AS: The industry has spent a lot of time and effort combatting fraud. They have been relatively successful, but that’s not enough. Criminals are becoming more organized and sophisticated. Cyber organized crime is growing. Fraudsters have been relatively successful gaining access to information and will likely become more sophisticated in their use of it. Entire organizations are in business to commit fraud. They are always looking for vulnerability and opportunity. For this reason, recordkeepers have to be ever vigilant.
RA: The retirement industry has been very successful in combating fraud. The great majority of attempts are unsuccessful and even when a fraudster is able to withdraw funds recordkeepers are often successful in getting the funds back. Fraud prevention has become an integral part of doing business and successful firms have realized that strong fraud prevention and authentication controls do much more than prevent fraud. Strong authentication and fraud controls enable recordkeepers to allow participants greater access to their accounts with expanded self-service capabilities. Allowing participants greater access and the ability to self-service improves customer satisfaction while reducing associated unit costs. So, implementing the right authentication and fraud prevention controls is a real win-win proposition.
PR: What are some of the common techniques used by fraudsters and have new techniques evolved?
RA/AS: Fraudsters still use many of the tried-and-true methods. Recordkeepers still experience old-fashion check washing in which a fraudster steals a check form the U.S. postal system and alters the payee name so they can cash it.
A new twist on the scheme involves overnight disbursement check requests. A fraudster will request a disbursement check to be overnighted to the participants address on record. Once the overnight package is sent the fraudster calls back to get the tracking number so they can call the overnight carrier to change the destination address.
The more challenging schemes to detect are ones involving situations in which the participant’s, plan sponsor’s or TPA’s email has been compromised. Once a fraudster has access to someone’s email, they can learn all about them and their accounts. It’s especially advantageous when they find an email chain involving a previous disbursement request because all they need to do is update the bank account information and resubmit the request. When an email comes from actual participants, plan sponsors or TPAs containing previously used instructions it’s extremely hard to detect that it is fraudulent.

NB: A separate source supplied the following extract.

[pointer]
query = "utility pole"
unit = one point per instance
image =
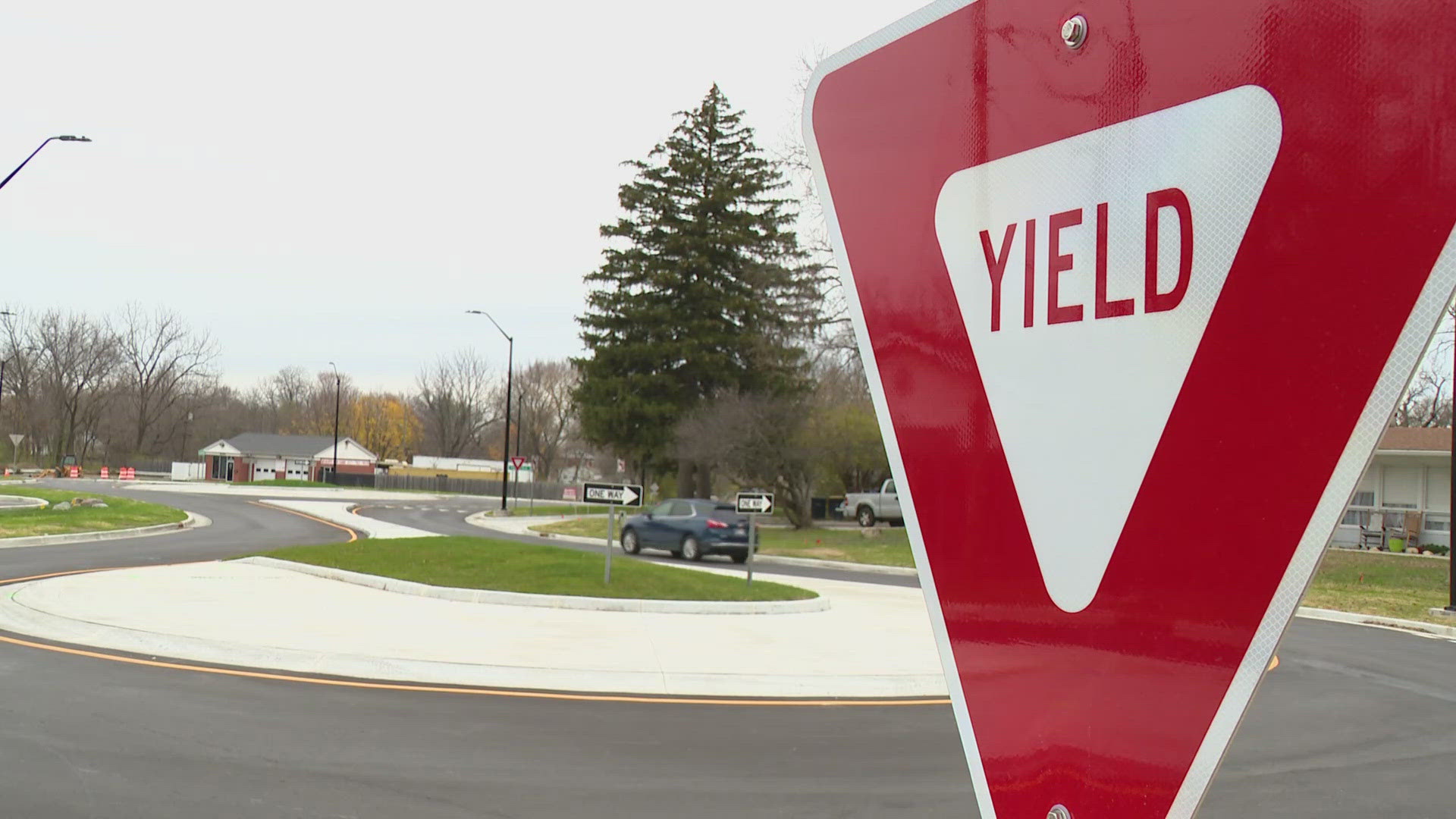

One-time passcodes (OTP) sent to cell phones can be beat with a very simple ploy. The fraudster will access the online account, click on forgot username and\or password, and before the OTP is sent, the fraudster will call the participant about some issue with their account. While on the phone the fraudster will ask the participant to tell them the OTP that they will shortly receive via email. When the participant tells them the code, the fraudster uses it to obtain their username and reset their password and access their account. The schemes and scams are only limited by the creativity of the fraudster.
PR: Is there anything else you would like to tell us?
AS: This topic is and will continue to be critical. Recordkeepers have to balance the security of participant accounts with the customer experience. Security can be cumbersome, but it’s important. As recordkeepers continue to add digital capabilities to increase convenience, they have to be careful not to create another path for fraudsters to access accounts.
RA: Fraud has existed as long as there has been something of value to obtain and fraud will continue to persist and will never cease being a threat. So, it’s imperative that recordkeepers continue to factor fraud prevention into everything they do. As each new product or service is designed, as each new procedure is created, the fraud risks need to be understood and the appropriate controls built in from day one. Helping participants save and invest for their retirement is pointless if someone can steal it before they retire. Recordkeepers need to prioritize fraud prevention right along with their priorities of helping participants to save and invest for their retirement.